Her creations contain little context, allowing the viewer to conjure up their own ideas of what these structures might be used for and what their purpose could be. “I like it when pictures reimagine how we perceive space. I like it when a picture challenges conventions and offers new forms of visual expressions that I have not seen before,” Haruna tells It’s Nice That. Her uncanny illustrations blur the boundaries between commonplace objects — like furniture and latches — and surrealism: the purpose of her creations is to remain ambiguous.
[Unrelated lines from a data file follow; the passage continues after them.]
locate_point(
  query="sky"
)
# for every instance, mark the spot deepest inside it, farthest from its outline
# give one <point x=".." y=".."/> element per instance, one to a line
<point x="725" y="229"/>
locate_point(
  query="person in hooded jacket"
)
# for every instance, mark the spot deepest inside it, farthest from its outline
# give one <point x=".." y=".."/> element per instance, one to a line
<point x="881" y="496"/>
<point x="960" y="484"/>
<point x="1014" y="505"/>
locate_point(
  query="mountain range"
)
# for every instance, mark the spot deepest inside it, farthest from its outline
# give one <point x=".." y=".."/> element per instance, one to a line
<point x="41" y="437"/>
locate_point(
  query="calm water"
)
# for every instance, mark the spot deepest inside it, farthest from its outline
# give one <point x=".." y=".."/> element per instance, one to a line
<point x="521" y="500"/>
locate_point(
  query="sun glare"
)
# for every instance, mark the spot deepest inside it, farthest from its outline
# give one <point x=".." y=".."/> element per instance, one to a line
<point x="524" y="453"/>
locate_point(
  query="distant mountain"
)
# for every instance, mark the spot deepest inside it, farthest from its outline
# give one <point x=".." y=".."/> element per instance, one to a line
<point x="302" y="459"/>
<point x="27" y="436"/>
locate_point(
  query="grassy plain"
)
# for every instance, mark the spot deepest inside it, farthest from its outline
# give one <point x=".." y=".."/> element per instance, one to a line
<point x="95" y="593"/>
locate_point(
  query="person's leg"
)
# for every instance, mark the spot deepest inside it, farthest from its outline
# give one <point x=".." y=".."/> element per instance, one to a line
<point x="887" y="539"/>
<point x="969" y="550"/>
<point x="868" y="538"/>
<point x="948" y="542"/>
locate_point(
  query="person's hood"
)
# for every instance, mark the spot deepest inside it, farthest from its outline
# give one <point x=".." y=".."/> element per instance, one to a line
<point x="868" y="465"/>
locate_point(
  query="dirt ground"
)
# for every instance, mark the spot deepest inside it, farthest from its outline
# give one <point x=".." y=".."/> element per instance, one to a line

“I draw a picture using similar techniques to cel picture animation, where each frame is drawn by hand. I start off by painting the lines and filling in the colours onto transparent film,” Haruna explains. This is particularly surprising considering her bold, meticulous line-work that is so accurate it could be digitally rendered. Her drawings are populated with pastel blues and soft yellows, yet feature little shading, which again, strengthens the semblance of digital execution. The immaculate precision of Haruna’s drawings make them look like preliminary sketches of sculptures she is planning to build.
Haruna is single-handedly trying to break down the boundaries between illustration and three-dimensional art. “I want the viewer to see the playful aspect of these structures and each object’s different volume. You could say that I create my drawings like a sculpture; the size of the picture changes according to the motif.”